Investigating the role of fibroblast activation in atrial fibrillation pathophysiology

Principal investigators: Simon Haugaard, Sarah Dalgas Nissen, Sofie Kjeldsen, Melodie Schneider, Charlotte Hopster-Iversen and Rikke Buhl

Atrial fibrillation (AF) is a cardiac arrhythmia characterized by chaotic electrical impulses in the atria and is affecting both humans and horses. A better understanding of the pathogenesis of AF is critical in order to improve treatment and prevention of the disease. Atrial fibrillation is a progressive disease that initially is characterized by short and self-terminating episodes. Over time, the episodes become longer and develop into more persistent forms of AF, which are harder to treat. Structural remodeling including fibrotic (scar tissue) formation in the atria may predispose to AF but also develops as a consequence of AF. Preventing this formation may be promising for more successful treatment in the future.

However, our knowledge on the development and role of fibrosis in AF still remains very limited.

Key players in fibrosis formation are the highly abundant fibroblasts, which in the normal heart make up to 25 % of the total cell population. During pathological insults such as AF, fibroblasts are subjected to both mechanical and chemical stimulation, which may lead to fibroblast activation and fibrotic formation. Several studies have shown that the multifunctional enzyme adenosine monophosphate-activated protein kinase (AMPK) serves as an important regulator of this differentiation and if activated this can lower fibroblast activation. Metformin is an antidiabetic drug which is known to activate AMPK and thus serve as a potential new drug in the treatment of structural remodeling in AF patients. 

We designed a longitudinal study exploring the anti-fibrotic potential of Metformin in horses with induced persistent AF. In this study, we will follow 20 horses with persistent AF for four month. Half of the horses will be treated with metformin while the others serve as control horses. During the four month, we will benefit from the horses’ very large hearts and collect biopsies continuously from their right atrium. This can be done in horses while they are awake, and only requires a small puncture in one of their large veins in the neck, to gain access to the heart. Figure 1 visualizes the bioptome in the right atrium by echocardiography and the small biopsy is shown in the image to the right. The biopsies will be used to obtain a profound and unique assessment of cardiac tissue properties and to assess the role of fibroblasts in atrial structural remodeling over time during AF. Hopefully we will be able to answer the following questions: 

  • Does AF lead to activation of fibroblasts in the atrial myocardium, causing increased production of fibrosis? Can we identify a critical time point for this activation?
  • Can metformin, by activation of AMPK, inhibit the activation of fibroblasts and differentiation into myofibroblasts and subsequently prevent fibrosis formation? As a result, will the heart then become less prone to AF and the disease burden significantly reduced?
  • Can the expression of fibrotic and inflammatory genes that are regulated during AF be correlated to changes in circulating markers in the blood? 

The study will be conducted at the Large Animal Teaching Hospital in Taastrup, Denmark, lead by Professor Rikke Buhl. The study comprises a large range of interdisciplinary collaboration involving prominent researchers and facilities from Canada, Germany, Switzerland and Denmark. 

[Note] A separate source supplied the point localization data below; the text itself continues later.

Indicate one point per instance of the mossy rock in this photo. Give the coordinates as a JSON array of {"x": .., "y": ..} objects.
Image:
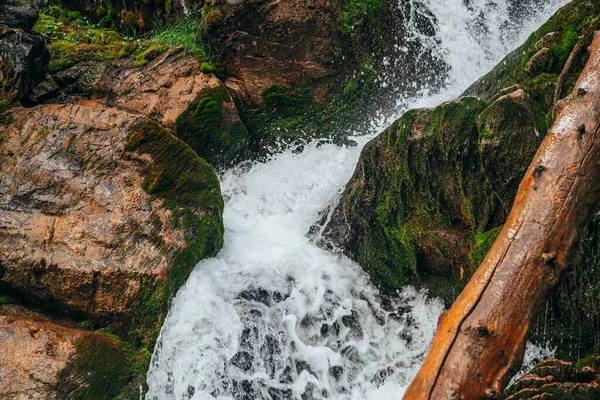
[
  {"x": 558, "y": 35},
  {"x": 98, "y": 371},
  {"x": 431, "y": 193},
  {"x": 211, "y": 127},
  {"x": 559, "y": 380}
]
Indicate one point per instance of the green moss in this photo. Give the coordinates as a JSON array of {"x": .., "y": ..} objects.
[
  {"x": 201, "y": 126},
  {"x": 360, "y": 12},
  {"x": 6, "y": 299},
  {"x": 187, "y": 34},
  {"x": 423, "y": 194},
  {"x": 73, "y": 39},
  {"x": 483, "y": 243},
  {"x": 212, "y": 16},
  {"x": 577, "y": 18},
  {"x": 207, "y": 68},
  {"x": 6, "y": 105},
  {"x": 99, "y": 370},
  {"x": 148, "y": 55}
]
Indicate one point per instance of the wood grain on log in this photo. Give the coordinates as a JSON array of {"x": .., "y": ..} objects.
[{"x": 480, "y": 341}]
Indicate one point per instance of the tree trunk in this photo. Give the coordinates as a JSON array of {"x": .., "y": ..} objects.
[{"x": 480, "y": 341}]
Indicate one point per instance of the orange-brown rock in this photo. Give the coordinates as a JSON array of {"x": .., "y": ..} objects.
[
  {"x": 163, "y": 89},
  {"x": 77, "y": 230},
  {"x": 281, "y": 43},
  {"x": 480, "y": 342},
  {"x": 33, "y": 350}
]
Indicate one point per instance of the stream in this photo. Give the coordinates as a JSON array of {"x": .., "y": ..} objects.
[{"x": 274, "y": 316}]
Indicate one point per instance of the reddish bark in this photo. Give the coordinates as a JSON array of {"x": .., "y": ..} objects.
[{"x": 480, "y": 341}]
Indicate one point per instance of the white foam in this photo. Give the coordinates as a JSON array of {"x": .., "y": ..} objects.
[{"x": 275, "y": 317}]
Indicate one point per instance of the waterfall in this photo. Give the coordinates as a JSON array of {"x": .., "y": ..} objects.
[{"x": 273, "y": 316}]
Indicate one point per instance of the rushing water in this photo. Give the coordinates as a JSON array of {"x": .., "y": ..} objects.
[{"x": 273, "y": 316}]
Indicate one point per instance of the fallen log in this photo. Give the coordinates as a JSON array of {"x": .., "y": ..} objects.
[{"x": 480, "y": 341}]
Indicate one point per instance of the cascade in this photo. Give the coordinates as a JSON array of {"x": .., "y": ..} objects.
[{"x": 274, "y": 316}]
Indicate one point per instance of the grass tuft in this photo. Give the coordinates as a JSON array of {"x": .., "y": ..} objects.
[{"x": 187, "y": 33}]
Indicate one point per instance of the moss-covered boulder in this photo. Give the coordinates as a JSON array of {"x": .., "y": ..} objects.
[
  {"x": 430, "y": 194},
  {"x": 426, "y": 195},
  {"x": 212, "y": 127},
  {"x": 103, "y": 215},
  {"x": 559, "y": 380}
]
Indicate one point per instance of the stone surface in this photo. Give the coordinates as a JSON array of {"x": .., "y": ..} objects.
[
  {"x": 33, "y": 351},
  {"x": 283, "y": 43},
  {"x": 76, "y": 228},
  {"x": 24, "y": 59},
  {"x": 163, "y": 89},
  {"x": 18, "y": 15},
  {"x": 430, "y": 194},
  {"x": 176, "y": 92}
]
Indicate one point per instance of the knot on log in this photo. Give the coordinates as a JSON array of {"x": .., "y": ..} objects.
[
  {"x": 482, "y": 330},
  {"x": 492, "y": 393},
  {"x": 537, "y": 171},
  {"x": 549, "y": 258}
]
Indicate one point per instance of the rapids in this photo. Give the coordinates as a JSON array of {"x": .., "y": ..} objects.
[{"x": 274, "y": 316}]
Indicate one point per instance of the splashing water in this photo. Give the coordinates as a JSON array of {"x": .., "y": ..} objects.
[{"x": 273, "y": 316}]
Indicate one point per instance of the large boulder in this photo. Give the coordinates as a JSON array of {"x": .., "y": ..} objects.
[
  {"x": 43, "y": 359},
  {"x": 176, "y": 92},
  {"x": 100, "y": 210},
  {"x": 266, "y": 43},
  {"x": 33, "y": 351},
  {"x": 24, "y": 59},
  {"x": 16, "y": 14}
]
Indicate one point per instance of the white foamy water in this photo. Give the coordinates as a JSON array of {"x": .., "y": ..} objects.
[{"x": 273, "y": 316}]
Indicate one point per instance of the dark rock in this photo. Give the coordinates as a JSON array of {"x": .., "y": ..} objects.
[
  {"x": 18, "y": 15},
  {"x": 47, "y": 90},
  {"x": 80, "y": 79},
  {"x": 243, "y": 360},
  {"x": 24, "y": 59}
]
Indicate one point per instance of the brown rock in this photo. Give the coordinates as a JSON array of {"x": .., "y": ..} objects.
[
  {"x": 281, "y": 43},
  {"x": 32, "y": 353},
  {"x": 163, "y": 89},
  {"x": 76, "y": 227}
]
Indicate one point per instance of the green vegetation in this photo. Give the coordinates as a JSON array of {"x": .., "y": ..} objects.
[
  {"x": 99, "y": 370},
  {"x": 187, "y": 34},
  {"x": 201, "y": 127},
  {"x": 483, "y": 244},
  {"x": 6, "y": 299},
  {"x": 431, "y": 193},
  {"x": 360, "y": 12},
  {"x": 73, "y": 38},
  {"x": 191, "y": 189}
]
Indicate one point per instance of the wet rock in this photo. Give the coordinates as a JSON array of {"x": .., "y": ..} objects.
[
  {"x": 33, "y": 350},
  {"x": 18, "y": 15},
  {"x": 81, "y": 79},
  {"x": 405, "y": 224},
  {"x": 24, "y": 59},
  {"x": 269, "y": 44},
  {"x": 163, "y": 89},
  {"x": 258, "y": 295},
  {"x": 84, "y": 227},
  {"x": 556, "y": 379},
  {"x": 243, "y": 360},
  {"x": 176, "y": 91}
]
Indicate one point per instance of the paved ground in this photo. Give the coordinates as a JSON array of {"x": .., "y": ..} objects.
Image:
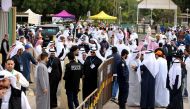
[
  {"x": 62, "y": 100},
  {"x": 112, "y": 105}
]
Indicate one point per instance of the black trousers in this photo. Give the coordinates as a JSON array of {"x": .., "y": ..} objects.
[
  {"x": 72, "y": 98},
  {"x": 123, "y": 94},
  {"x": 53, "y": 92}
]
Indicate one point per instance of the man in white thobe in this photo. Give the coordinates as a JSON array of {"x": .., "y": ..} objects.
[
  {"x": 134, "y": 85},
  {"x": 187, "y": 65},
  {"x": 11, "y": 97},
  {"x": 161, "y": 92},
  {"x": 21, "y": 80}
]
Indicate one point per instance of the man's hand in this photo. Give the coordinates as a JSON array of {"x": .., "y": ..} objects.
[
  {"x": 17, "y": 77},
  {"x": 45, "y": 91}
]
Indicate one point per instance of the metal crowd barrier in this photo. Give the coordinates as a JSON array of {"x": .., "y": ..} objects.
[
  {"x": 88, "y": 102},
  {"x": 99, "y": 97}
]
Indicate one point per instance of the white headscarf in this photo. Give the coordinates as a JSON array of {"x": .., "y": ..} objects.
[
  {"x": 15, "y": 50},
  {"x": 5, "y": 74},
  {"x": 173, "y": 72},
  {"x": 81, "y": 51},
  {"x": 151, "y": 63}
]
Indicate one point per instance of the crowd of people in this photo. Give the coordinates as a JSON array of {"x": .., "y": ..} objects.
[{"x": 151, "y": 71}]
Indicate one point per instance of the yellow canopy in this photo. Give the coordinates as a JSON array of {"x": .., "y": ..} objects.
[{"x": 103, "y": 16}]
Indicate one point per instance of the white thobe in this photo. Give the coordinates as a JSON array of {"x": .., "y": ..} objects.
[
  {"x": 134, "y": 85},
  {"x": 161, "y": 92},
  {"x": 22, "y": 80},
  {"x": 6, "y": 98},
  {"x": 120, "y": 47}
]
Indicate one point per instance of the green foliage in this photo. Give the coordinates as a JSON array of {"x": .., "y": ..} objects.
[{"x": 80, "y": 8}]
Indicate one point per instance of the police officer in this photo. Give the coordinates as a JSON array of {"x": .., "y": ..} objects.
[
  {"x": 55, "y": 74},
  {"x": 123, "y": 78},
  {"x": 73, "y": 73}
]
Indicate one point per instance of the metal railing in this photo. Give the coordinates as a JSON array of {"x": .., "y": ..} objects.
[
  {"x": 88, "y": 103},
  {"x": 102, "y": 94}
]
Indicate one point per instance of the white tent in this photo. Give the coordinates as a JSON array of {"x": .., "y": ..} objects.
[
  {"x": 33, "y": 18},
  {"x": 158, "y": 4}
]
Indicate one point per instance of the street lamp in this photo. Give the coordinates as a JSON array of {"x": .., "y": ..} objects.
[
  {"x": 187, "y": 15},
  {"x": 120, "y": 17}
]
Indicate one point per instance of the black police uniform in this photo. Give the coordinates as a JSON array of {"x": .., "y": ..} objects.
[
  {"x": 73, "y": 73},
  {"x": 123, "y": 78}
]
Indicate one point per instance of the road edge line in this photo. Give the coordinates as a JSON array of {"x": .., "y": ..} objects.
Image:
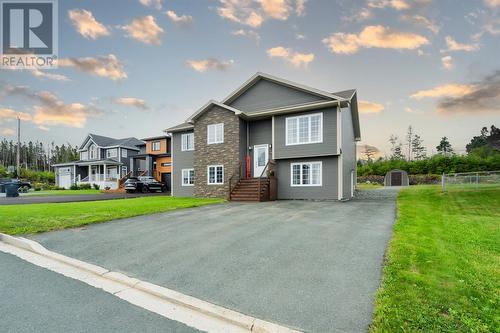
[{"x": 213, "y": 311}]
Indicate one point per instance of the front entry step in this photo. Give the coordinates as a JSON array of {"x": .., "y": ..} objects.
[{"x": 248, "y": 190}]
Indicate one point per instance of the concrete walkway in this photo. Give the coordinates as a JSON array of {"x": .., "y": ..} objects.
[
  {"x": 33, "y": 199},
  {"x": 313, "y": 266}
]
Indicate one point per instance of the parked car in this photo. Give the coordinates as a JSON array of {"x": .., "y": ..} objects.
[
  {"x": 22, "y": 186},
  {"x": 144, "y": 185}
]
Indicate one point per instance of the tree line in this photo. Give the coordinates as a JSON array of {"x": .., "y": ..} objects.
[
  {"x": 35, "y": 155},
  {"x": 483, "y": 154}
]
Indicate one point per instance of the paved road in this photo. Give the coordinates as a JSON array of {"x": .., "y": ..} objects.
[
  {"x": 33, "y": 299},
  {"x": 31, "y": 199},
  {"x": 314, "y": 266}
]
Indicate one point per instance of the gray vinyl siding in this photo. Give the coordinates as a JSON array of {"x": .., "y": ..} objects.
[
  {"x": 243, "y": 146},
  {"x": 327, "y": 147},
  {"x": 328, "y": 190},
  {"x": 260, "y": 133},
  {"x": 348, "y": 152},
  {"x": 181, "y": 160},
  {"x": 267, "y": 95}
]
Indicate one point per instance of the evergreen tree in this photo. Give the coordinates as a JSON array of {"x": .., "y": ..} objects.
[
  {"x": 417, "y": 148},
  {"x": 444, "y": 147}
]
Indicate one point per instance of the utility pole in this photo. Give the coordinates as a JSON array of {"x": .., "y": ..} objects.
[{"x": 18, "y": 156}]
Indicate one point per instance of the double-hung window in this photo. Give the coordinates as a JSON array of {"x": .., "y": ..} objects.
[
  {"x": 215, "y": 133},
  {"x": 304, "y": 129},
  {"x": 155, "y": 146},
  {"x": 306, "y": 174},
  {"x": 111, "y": 153},
  {"x": 187, "y": 177},
  {"x": 215, "y": 174},
  {"x": 187, "y": 142}
]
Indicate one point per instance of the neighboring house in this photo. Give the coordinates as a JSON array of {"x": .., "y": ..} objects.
[
  {"x": 269, "y": 137},
  {"x": 103, "y": 161},
  {"x": 154, "y": 159}
]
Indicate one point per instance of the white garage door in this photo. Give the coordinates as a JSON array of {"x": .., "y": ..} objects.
[{"x": 64, "y": 180}]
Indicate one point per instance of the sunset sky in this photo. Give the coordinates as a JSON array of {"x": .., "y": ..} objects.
[{"x": 136, "y": 67}]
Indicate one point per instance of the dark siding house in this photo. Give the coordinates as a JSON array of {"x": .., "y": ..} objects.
[
  {"x": 103, "y": 161},
  {"x": 269, "y": 136}
]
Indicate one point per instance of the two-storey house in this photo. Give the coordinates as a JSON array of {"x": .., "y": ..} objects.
[
  {"x": 103, "y": 161},
  {"x": 269, "y": 138},
  {"x": 154, "y": 159}
]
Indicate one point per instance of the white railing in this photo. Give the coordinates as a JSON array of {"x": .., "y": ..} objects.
[{"x": 100, "y": 178}]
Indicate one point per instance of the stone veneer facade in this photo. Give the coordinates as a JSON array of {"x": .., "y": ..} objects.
[{"x": 226, "y": 153}]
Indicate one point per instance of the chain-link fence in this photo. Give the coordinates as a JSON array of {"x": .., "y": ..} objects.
[{"x": 478, "y": 179}]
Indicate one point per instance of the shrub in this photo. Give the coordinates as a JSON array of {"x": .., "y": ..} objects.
[{"x": 424, "y": 179}]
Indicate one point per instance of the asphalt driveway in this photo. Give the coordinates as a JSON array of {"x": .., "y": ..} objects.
[
  {"x": 34, "y": 299},
  {"x": 313, "y": 266}
]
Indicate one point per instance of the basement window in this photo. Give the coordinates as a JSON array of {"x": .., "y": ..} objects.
[{"x": 215, "y": 174}]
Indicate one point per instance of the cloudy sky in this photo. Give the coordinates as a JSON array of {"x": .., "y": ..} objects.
[{"x": 136, "y": 67}]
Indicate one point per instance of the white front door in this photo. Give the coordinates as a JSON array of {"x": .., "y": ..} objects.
[{"x": 260, "y": 158}]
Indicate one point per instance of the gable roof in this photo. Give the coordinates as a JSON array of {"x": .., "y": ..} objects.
[
  {"x": 342, "y": 98},
  {"x": 263, "y": 76},
  {"x": 208, "y": 106},
  {"x": 347, "y": 94},
  {"x": 180, "y": 128},
  {"x": 105, "y": 141}
]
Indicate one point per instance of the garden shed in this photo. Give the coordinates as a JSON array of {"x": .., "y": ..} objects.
[{"x": 396, "y": 178}]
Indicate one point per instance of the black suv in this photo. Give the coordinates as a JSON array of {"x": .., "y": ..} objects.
[
  {"x": 21, "y": 185},
  {"x": 144, "y": 185}
]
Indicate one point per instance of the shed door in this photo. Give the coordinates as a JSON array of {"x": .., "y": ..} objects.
[
  {"x": 64, "y": 180},
  {"x": 260, "y": 158},
  {"x": 396, "y": 178}
]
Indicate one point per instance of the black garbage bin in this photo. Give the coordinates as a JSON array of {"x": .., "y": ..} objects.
[{"x": 11, "y": 190}]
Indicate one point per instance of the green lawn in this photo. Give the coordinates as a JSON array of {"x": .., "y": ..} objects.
[
  {"x": 442, "y": 270},
  {"x": 64, "y": 192},
  {"x": 25, "y": 219}
]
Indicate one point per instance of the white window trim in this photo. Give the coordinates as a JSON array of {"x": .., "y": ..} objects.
[
  {"x": 298, "y": 132},
  {"x": 215, "y": 127},
  {"x": 208, "y": 174},
  {"x": 182, "y": 177},
  {"x": 310, "y": 175},
  {"x": 153, "y": 146},
  {"x": 108, "y": 151},
  {"x": 184, "y": 146}
]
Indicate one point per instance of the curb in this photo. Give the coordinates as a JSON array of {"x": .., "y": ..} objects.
[{"x": 216, "y": 312}]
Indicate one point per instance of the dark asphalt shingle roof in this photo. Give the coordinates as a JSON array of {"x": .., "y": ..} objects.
[
  {"x": 180, "y": 126},
  {"x": 105, "y": 141},
  {"x": 345, "y": 93}
]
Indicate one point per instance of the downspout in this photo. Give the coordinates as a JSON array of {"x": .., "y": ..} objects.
[{"x": 339, "y": 150}]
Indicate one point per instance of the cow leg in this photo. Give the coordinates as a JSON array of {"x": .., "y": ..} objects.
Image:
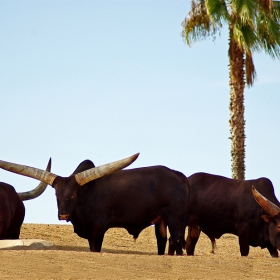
[
  {"x": 3, "y": 230},
  {"x": 214, "y": 246},
  {"x": 192, "y": 238},
  {"x": 160, "y": 230},
  {"x": 272, "y": 250},
  {"x": 95, "y": 243},
  {"x": 243, "y": 237},
  {"x": 177, "y": 237}
]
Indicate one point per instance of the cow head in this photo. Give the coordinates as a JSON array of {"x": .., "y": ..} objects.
[
  {"x": 66, "y": 188},
  {"x": 273, "y": 217}
]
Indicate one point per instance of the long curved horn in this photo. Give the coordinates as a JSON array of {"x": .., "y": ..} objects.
[
  {"x": 35, "y": 173},
  {"x": 102, "y": 170},
  {"x": 38, "y": 190},
  {"x": 267, "y": 205}
]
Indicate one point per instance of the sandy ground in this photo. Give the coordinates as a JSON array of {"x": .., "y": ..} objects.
[{"x": 123, "y": 258}]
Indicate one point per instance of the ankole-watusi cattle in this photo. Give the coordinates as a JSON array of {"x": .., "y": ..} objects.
[
  {"x": 220, "y": 205},
  {"x": 132, "y": 199},
  {"x": 12, "y": 209}
]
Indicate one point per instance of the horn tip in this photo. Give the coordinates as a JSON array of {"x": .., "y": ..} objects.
[{"x": 49, "y": 165}]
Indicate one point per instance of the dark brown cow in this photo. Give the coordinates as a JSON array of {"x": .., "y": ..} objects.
[
  {"x": 132, "y": 199},
  {"x": 220, "y": 205},
  {"x": 12, "y": 209}
]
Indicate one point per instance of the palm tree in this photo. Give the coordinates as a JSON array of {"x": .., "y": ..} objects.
[{"x": 254, "y": 25}]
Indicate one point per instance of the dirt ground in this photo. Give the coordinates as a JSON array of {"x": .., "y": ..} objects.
[{"x": 124, "y": 258}]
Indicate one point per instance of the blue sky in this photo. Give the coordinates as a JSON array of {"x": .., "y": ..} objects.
[{"x": 103, "y": 80}]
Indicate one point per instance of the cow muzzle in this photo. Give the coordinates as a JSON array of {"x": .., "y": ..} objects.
[{"x": 64, "y": 217}]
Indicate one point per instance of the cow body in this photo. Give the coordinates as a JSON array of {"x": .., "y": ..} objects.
[
  {"x": 131, "y": 199},
  {"x": 220, "y": 205},
  {"x": 12, "y": 212}
]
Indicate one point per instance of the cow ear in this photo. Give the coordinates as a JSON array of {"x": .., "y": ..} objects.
[{"x": 267, "y": 218}]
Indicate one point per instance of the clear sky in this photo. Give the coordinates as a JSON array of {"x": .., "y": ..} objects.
[{"x": 103, "y": 80}]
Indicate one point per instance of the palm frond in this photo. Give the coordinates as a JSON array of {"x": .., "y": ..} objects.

The project is funded by the Independent Research Fund Denmark and the Danish Cardiovascular Academy.

Illustration

Figure 1. Transvenous biopsy collection. Left: Echocardiography, during biopsy collection, with a right view optimized for visualization of the intervenous tubercle from where the biopsies are harvested. The bioptome is visible in the right atrium (arrow). Middle: The horses are slightly sedated during biopsy collection. Right: The biopsies weights about 5 mg on average and are preserved for extensive gene and protein expression analysis.